Nem o branco do olho de Damião escapou de ser defumado. Era quase amarelo. Escondia uma tristeza
de anos. Não se sabe quantos, mais de cem. E tinha um fio esperança ali.
Agora preso em 3×4, antes a um passado doído.
No currículo, trazia escrito a experiência em cana. Corte de cana, por mais de trinta anos.
Além das memórias, não guardou mais nada, nem um vintém.
À noite, depois de engolir gororoba qualquer, era na fogueira que encontrava o calor para poder dormir.
A dança, o canto, a capoeira inundava de alegria o corpo sofrido. O olhar fixo no fogo espelhava a chama que ardia.
Era na imaginação que se sentia livre. E era. Ninguém escraviza o pensamento, o sonho. Nesse lugar
qualquer um é livre.
E como lidamos com o que é duro e não podemos mudar faz toda diferença.
Era preto, e tinha orgulho disso. Sabia o valor de honrar o sangue. Saltava aos olhos o semblante altivo
encarando a vida, o outro.
Queria arrumar um emprego, se arrumou que nem dotô, de gravata e camisa.
Foi parar na mineração de carvão onde seguia defumando em péssimas condições de trabalho.

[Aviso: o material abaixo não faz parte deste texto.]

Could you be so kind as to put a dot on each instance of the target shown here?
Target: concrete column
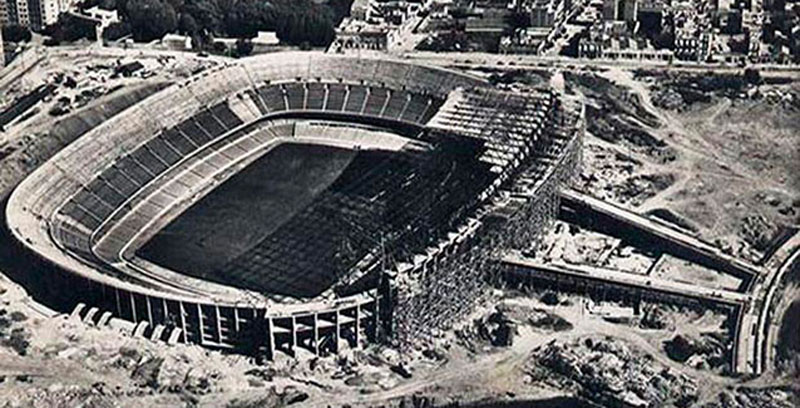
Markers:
(293, 335)
(183, 321)
(358, 324)
(133, 307)
(316, 334)
(149, 310)
(219, 324)
(270, 339)
(201, 330)
(119, 306)
(236, 319)
(337, 332)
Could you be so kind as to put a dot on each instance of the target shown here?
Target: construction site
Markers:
(322, 230)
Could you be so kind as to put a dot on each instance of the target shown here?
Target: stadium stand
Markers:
(87, 218)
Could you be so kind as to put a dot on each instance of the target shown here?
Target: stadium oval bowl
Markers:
(87, 211)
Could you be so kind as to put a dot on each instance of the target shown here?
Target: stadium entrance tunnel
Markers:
(254, 207)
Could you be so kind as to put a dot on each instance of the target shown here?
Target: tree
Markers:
(150, 19)
(752, 76)
(244, 47)
(70, 28)
(16, 33)
(188, 25)
(115, 31)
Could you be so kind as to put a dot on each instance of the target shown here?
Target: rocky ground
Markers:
(717, 163)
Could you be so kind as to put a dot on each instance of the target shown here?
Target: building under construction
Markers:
(298, 202)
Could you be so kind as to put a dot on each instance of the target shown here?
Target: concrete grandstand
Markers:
(299, 202)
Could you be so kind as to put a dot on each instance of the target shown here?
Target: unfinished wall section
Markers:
(445, 287)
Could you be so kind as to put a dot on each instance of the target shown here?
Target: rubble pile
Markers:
(705, 351)
(757, 231)
(609, 372)
(755, 398)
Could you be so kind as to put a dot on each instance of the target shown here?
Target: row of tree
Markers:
(295, 22)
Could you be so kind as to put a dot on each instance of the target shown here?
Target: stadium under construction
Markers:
(299, 202)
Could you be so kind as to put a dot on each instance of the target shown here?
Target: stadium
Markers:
(298, 202)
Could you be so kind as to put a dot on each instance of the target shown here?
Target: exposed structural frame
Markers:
(533, 160)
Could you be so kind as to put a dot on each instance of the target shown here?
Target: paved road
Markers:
(487, 60)
(639, 281)
(689, 243)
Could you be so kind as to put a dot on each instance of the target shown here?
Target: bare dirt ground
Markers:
(724, 169)
(729, 173)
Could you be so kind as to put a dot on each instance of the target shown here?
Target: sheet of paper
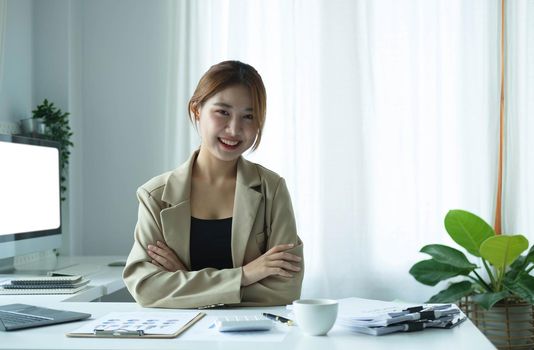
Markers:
(203, 330)
(148, 322)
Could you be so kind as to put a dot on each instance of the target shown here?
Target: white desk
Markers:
(465, 336)
(105, 280)
(108, 280)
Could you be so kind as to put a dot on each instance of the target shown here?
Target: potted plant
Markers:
(57, 129)
(500, 279)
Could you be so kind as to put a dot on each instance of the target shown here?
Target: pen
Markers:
(278, 318)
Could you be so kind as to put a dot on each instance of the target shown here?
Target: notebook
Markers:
(43, 285)
(20, 316)
(139, 325)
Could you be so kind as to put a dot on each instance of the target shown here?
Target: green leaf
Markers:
(447, 255)
(523, 287)
(468, 230)
(517, 268)
(454, 293)
(530, 256)
(502, 250)
(430, 272)
(487, 300)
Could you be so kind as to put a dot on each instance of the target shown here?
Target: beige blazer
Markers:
(262, 218)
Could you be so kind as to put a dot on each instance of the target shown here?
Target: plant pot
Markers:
(509, 324)
(31, 126)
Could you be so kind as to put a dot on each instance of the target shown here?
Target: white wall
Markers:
(124, 92)
(106, 62)
(16, 85)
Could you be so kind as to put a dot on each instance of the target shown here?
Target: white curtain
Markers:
(382, 116)
(519, 186)
(3, 18)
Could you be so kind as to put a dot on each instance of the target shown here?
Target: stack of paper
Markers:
(393, 318)
(44, 285)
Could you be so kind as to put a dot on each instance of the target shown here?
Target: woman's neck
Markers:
(213, 170)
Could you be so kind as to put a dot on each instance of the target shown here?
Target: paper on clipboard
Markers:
(139, 324)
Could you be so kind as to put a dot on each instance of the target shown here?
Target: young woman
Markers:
(218, 229)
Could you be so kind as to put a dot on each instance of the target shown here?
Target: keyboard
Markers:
(11, 318)
(20, 316)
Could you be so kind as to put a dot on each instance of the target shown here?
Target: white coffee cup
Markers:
(315, 316)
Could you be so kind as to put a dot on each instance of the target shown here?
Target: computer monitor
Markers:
(30, 195)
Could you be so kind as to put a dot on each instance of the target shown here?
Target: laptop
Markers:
(20, 316)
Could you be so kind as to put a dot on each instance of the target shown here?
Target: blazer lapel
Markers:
(246, 202)
(176, 219)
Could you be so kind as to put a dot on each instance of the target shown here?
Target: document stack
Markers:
(44, 285)
(390, 320)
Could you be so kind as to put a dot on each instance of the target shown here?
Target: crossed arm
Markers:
(275, 262)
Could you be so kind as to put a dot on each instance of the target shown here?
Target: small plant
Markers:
(506, 269)
(57, 129)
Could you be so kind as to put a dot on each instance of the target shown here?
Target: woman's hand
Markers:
(164, 257)
(276, 261)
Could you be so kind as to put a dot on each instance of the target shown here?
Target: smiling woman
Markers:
(219, 229)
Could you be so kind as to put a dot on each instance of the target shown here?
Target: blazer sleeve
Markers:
(153, 287)
(278, 290)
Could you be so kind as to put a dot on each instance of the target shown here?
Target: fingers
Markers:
(162, 250)
(284, 265)
(285, 256)
(280, 248)
(164, 257)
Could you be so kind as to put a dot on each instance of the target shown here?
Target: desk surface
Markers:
(106, 280)
(465, 336)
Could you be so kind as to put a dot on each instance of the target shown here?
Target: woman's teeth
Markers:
(229, 142)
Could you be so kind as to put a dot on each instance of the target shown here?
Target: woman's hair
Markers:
(224, 75)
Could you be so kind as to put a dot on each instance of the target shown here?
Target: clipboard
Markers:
(123, 324)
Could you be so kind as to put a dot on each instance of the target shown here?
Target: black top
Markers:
(211, 244)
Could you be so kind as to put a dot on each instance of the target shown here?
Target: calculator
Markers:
(243, 323)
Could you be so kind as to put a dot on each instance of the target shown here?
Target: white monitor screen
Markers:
(30, 197)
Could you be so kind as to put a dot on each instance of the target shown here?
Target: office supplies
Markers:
(287, 321)
(43, 285)
(139, 324)
(243, 323)
(397, 319)
(20, 316)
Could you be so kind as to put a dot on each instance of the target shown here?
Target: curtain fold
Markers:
(381, 116)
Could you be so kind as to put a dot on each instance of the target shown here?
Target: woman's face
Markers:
(226, 123)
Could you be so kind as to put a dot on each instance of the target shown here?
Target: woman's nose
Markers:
(233, 126)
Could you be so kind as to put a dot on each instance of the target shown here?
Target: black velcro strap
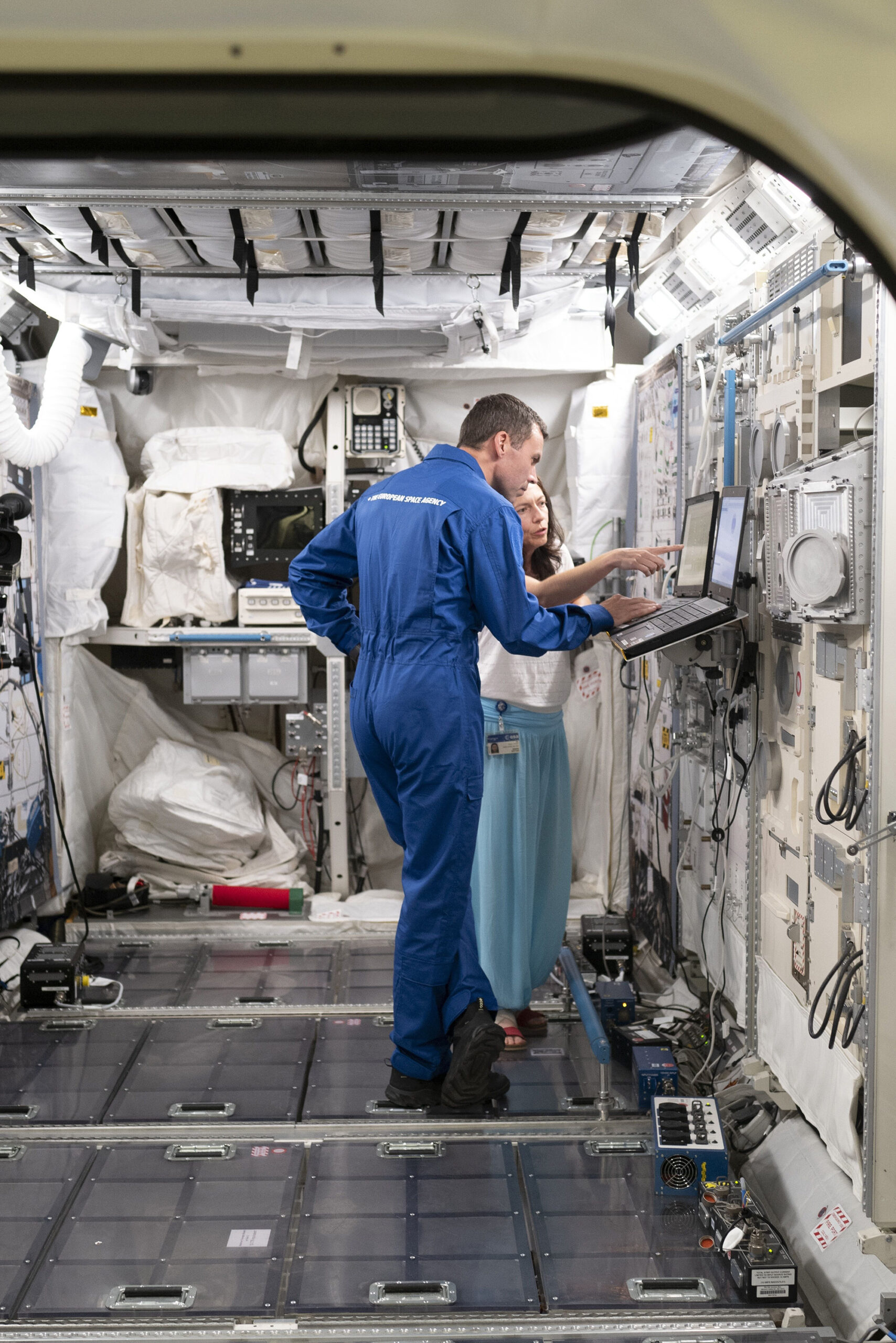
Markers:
(135, 276)
(377, 258)
(511, 269)
(190, 242)
(610, 281)
(252, 273)
(240, 241)
(26, 264)
(99, 241)
(634, 260)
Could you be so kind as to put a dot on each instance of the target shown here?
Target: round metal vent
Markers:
(816, 566)
(679, 1171)
(760, 454)
(784, 444)
(767, 766)
(785, 680)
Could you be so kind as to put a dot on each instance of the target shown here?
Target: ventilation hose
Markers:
(58, 404)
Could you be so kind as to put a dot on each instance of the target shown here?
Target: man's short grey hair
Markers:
(500, 411)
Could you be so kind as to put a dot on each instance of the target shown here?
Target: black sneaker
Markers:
(477, 1044)
(414, 1092)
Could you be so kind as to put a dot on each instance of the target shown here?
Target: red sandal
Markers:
(532, 1022)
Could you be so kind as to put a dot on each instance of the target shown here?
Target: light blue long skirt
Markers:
(523, 864)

E por anos honrou cada dia de labuta forçada. Sim, não havia escolha, não teve oportunidade para
aprender outra coisa que lhe garantisse o pão.
Nunca fugiu da senzala, que dirá da raia. Enfrentou o sinhô e reclamou melhores condições. Foi
presidente do sindicato.
Morreu de doença pulmonar nascida do trabalho.
De tudo, o bonito é que hoje, da história triste, Davi Damião carrega o nome em homenagem ao bisavô, já que conseguiu se formar engenheiro e pesquisador.
Alguém sensato desenhou política pública de acesso ao nível superior e depois de incentivo a pesquisa
de energia renovável. A mina de carvão ficou para trás, assim como o desmatamento e o desumano abate de gente em série.
O combustível se renovou e a esperança que havia nos olhos de Damião hoje é algo concreto, mostrando que o sonho de um pode transformar o futuro.